The first if statement counts as 1 step
The for loop will execute n-1 times in the worst case (assuming the internal test doesn't kick us out), for a total of n-1 time for the loop test and index increment.
Inside the loop, there is another if statement that will be executed once per iteration for all n-1 times, in the worst case.
The last refund will be done once.
So in the worst case we will do 1+ (n-1) + (n-1) +1
for the total runtime T (n) ≤1 + (n-1) + (n-1) + 1 = 2n, and so we have the synchronization function T (n) = O (n).
So, in a nutshell, what we did is →>
1. For the parameter 'n', which gives the size of the input, we assume that each simple statement that is executed once will take a constant time, for simplicity we assume that
2. Iterative statements like loops and inner body will take variable time depending on the input.
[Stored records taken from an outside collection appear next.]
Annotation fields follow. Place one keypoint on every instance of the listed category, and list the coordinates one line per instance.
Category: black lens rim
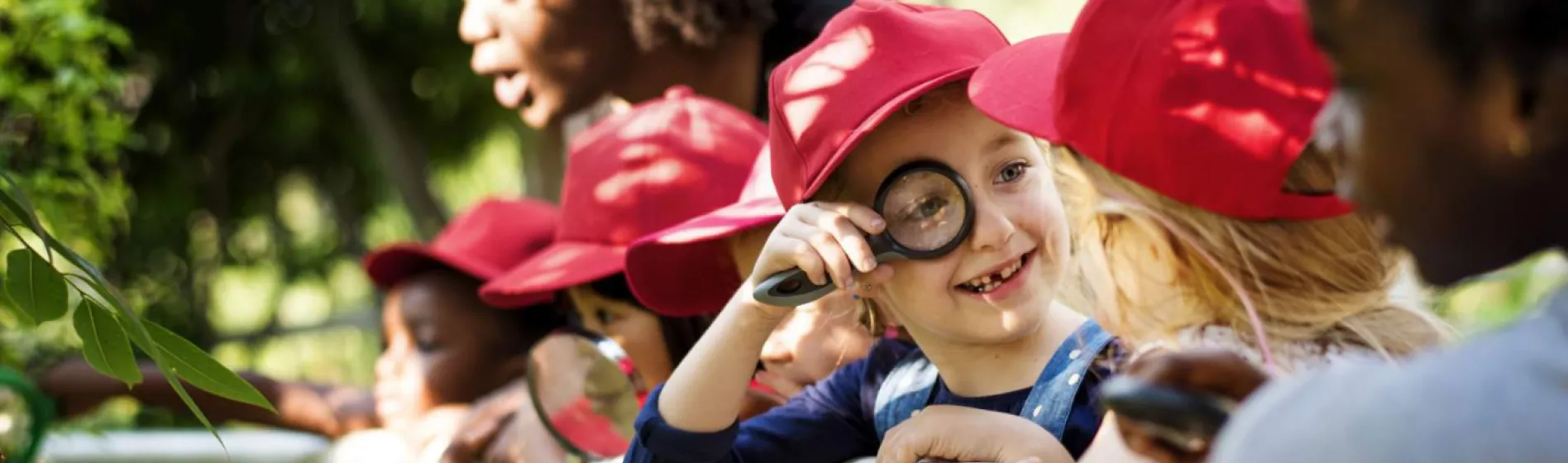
(963, 190)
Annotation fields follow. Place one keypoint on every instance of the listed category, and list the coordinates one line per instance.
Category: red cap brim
(392, 264)
(1018, 85)
(687, 269)
(557, 267)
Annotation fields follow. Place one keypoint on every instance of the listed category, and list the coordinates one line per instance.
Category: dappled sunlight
(822, 69)
(657, 173)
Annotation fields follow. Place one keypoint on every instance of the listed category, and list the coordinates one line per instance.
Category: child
(552, 60)
(631, 174)
(1457, 140)
(1206, 218)
(1200, 197)
(444, 347)
(810, 344)
(883, 87)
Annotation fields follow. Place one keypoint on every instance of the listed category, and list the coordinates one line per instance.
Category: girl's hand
(960, 433)
(827, 241)
(1202, 370)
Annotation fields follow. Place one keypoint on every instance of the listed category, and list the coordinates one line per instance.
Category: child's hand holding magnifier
(824, 246)
(920, 212)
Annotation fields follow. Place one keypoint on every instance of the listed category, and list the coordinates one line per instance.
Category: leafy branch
(107, 325)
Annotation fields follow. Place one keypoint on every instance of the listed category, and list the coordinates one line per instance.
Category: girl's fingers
(845, 228)
(829, 251)
(808, 260)
(834, 258)
(850, 239)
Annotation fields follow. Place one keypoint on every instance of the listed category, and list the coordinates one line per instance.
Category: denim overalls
(911, 384)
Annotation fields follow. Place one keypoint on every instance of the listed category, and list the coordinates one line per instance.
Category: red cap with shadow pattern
(659, 265)
(871, 60)
(635, 173)
(1207, 103)
(483, 242)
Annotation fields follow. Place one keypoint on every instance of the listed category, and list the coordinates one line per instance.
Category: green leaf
(179, 389)
(203, 370)
(104, 342)
(35, 286)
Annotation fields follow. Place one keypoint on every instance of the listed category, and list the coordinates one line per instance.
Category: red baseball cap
(659, 267)
(871, 60)
(631, 174)
(483, 242)
(1207, 103)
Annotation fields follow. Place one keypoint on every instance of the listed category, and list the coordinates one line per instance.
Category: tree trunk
(402, 157)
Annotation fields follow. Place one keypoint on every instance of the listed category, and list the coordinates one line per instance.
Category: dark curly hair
(1526, 33)
(693, 22)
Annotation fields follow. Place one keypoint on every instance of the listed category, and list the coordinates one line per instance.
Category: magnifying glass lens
(924, 211)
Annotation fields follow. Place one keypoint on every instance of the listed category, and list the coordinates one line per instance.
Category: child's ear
(514, 368)
(1540, 107)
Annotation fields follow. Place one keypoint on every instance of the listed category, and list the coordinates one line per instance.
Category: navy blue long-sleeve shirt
(831, 421)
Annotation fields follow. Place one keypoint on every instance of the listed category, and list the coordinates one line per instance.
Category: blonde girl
(996, 363)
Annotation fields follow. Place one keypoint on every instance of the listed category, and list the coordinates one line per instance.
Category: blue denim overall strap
(911, 384)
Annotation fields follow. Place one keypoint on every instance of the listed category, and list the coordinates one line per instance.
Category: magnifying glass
(1183, 419)
(929, 212)
(24, 415)
(584, 393)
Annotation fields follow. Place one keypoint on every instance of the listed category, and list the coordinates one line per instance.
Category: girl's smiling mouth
(999, 277)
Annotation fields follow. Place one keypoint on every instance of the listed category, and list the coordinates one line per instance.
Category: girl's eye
(1011, 171)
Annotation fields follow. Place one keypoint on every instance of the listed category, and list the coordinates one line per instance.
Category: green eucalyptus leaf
(179, 389)
(203, 370)
(35, 286)
(104, 342)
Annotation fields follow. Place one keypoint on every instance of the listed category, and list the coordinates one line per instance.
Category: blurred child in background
(444, 347)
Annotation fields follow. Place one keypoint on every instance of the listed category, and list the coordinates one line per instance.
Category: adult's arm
(1499, 398)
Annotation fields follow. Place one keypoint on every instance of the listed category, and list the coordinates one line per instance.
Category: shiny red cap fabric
(1207, 103)
(631, 174)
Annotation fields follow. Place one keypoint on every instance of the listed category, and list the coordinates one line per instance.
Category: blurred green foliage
(213, 157)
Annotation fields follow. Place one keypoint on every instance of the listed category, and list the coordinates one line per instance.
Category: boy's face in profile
(549, 57)
(442, 347)
(1427, 148)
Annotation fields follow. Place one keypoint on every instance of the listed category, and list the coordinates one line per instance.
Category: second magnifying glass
(929, 212)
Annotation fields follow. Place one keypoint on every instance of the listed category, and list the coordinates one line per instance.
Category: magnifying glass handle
(789, 289)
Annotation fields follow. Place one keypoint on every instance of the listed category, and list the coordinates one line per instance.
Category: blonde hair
(1317, 281)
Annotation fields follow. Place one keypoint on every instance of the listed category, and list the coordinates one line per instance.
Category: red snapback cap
(483, 242)
(1207, 103)
(871, 60)
(661, 265)
(631, 174)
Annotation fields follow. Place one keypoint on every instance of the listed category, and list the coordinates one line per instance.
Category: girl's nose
(993, 228)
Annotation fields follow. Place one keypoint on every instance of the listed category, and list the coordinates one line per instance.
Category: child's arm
(316, 408)
(827, 241)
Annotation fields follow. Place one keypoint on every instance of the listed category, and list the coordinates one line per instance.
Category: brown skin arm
(314, 408)
(1198, 370)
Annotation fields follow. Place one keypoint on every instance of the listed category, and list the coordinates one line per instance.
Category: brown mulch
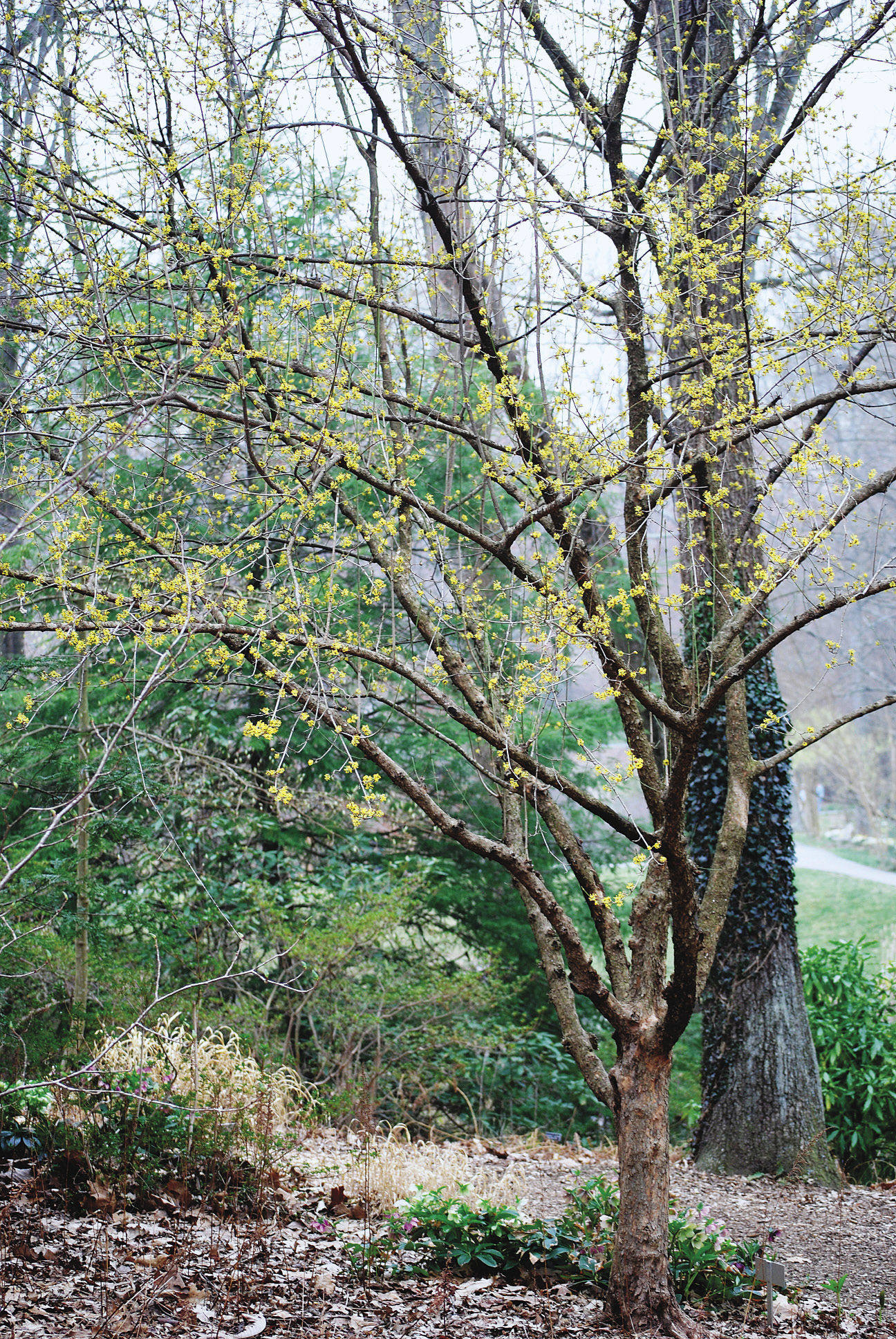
(183, 1271)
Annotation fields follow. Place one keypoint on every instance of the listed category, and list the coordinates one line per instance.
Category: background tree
(264, 485)
(763, 1104)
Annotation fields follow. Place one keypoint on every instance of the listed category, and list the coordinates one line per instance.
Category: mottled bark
(763, 1109)
(767, 1116)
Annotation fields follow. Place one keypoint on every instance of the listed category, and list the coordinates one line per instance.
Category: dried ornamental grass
(391, 1170)
(209, 1070)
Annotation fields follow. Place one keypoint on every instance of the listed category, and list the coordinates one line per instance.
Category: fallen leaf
(324, 1282)
(256, 1326)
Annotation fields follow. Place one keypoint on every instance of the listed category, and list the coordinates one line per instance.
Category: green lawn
(832, 907)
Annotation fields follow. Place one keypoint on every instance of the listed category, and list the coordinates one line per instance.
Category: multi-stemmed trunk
(642, 1295)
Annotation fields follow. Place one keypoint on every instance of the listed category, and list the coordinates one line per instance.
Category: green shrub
(853, 1025)
(436, 1231)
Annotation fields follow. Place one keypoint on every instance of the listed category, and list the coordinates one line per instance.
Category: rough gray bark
(770, 1114)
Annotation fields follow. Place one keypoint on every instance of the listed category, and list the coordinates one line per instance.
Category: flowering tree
(261, 425)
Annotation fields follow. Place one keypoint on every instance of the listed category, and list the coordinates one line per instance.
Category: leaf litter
(181, 1270)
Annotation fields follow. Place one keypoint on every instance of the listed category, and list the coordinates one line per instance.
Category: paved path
(816, 858)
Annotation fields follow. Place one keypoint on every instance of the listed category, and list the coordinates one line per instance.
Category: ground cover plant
(436, 1231)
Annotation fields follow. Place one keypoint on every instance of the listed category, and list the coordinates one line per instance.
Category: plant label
(772, 1275)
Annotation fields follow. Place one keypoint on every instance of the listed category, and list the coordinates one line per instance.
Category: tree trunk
(763, 1108)
(764, 1111)
(640, 1287)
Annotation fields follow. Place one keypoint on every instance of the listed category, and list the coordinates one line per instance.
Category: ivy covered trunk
(763, 1108)
(642, 1295)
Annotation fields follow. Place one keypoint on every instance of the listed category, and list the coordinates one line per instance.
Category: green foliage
(520, 1081)
(853, 1025)
(436, 1231)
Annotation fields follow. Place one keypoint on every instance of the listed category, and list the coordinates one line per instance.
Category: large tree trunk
(640, 1287)
(763, 1108)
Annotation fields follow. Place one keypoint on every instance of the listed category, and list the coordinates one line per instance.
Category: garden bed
(183, 1270)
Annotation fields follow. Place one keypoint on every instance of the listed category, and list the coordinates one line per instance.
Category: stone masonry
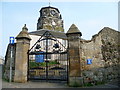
(21, 61)
(103, 49)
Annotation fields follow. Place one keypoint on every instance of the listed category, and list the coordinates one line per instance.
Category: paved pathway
(43, 84)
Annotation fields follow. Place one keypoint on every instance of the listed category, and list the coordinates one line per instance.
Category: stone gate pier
(74, 56)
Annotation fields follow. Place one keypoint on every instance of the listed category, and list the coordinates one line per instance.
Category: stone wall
(6, 70)
(103, 50)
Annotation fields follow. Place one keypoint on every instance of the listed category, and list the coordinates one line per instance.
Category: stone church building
(49, 53)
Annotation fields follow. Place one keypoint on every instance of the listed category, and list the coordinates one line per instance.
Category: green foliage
(75, 84)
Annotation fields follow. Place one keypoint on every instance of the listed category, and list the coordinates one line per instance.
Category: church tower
(51, 19)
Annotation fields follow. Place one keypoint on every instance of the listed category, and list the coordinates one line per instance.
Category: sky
(89, 17)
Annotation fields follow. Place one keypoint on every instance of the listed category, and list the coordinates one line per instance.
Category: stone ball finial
(24, 33)
(24, 28)
(74, 30)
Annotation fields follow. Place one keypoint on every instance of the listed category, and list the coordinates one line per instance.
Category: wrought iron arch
(48, 59)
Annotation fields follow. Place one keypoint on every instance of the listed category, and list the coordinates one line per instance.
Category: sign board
(12, 39)
(89, 61)
(39, 58)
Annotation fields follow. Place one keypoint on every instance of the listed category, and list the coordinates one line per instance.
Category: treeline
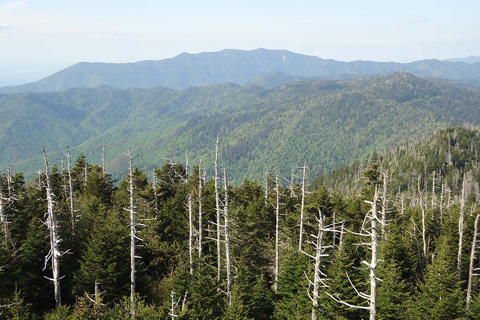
(421, 254)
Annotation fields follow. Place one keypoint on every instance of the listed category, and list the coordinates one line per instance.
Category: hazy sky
(41, 37)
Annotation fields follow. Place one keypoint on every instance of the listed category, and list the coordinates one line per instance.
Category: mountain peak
(235, 66)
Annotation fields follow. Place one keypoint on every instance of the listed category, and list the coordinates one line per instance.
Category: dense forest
(394, 237)
(323, 124)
Which has a solution T (n) = O (n), as it does with the non-recursive version, as it does.
3. Your task is to go step by step and write the function in terms of n to calculate the time complexity
For recursive algorithms, you do the same, only this time you add the time taken by each recursive call, expressed as a function of the time it takes to enter it. For example, let's rewrite isSorted as a recursive algorithm:
bool isSorted(int *a, int n) {
if (n == 1)
return true;
if (a[n-2] > a[n-1]) // are the last two elements out of order?
return false;
else
return isSorted(a, n-1); // is the initial part of the array sorted?
}
In this case, we are still going through the algorithm, counting: 1 step for the first, if plus 1 step for the second, if plus time isSorted will take input size n-1, which will be T (n -1), giving a recurrence relation
T (n) ≤1 + 1 + T (n-1) = T (n-1) + O (1)
Which has a solution T (n) = O (n), as it does with the non-recursive version, as it does.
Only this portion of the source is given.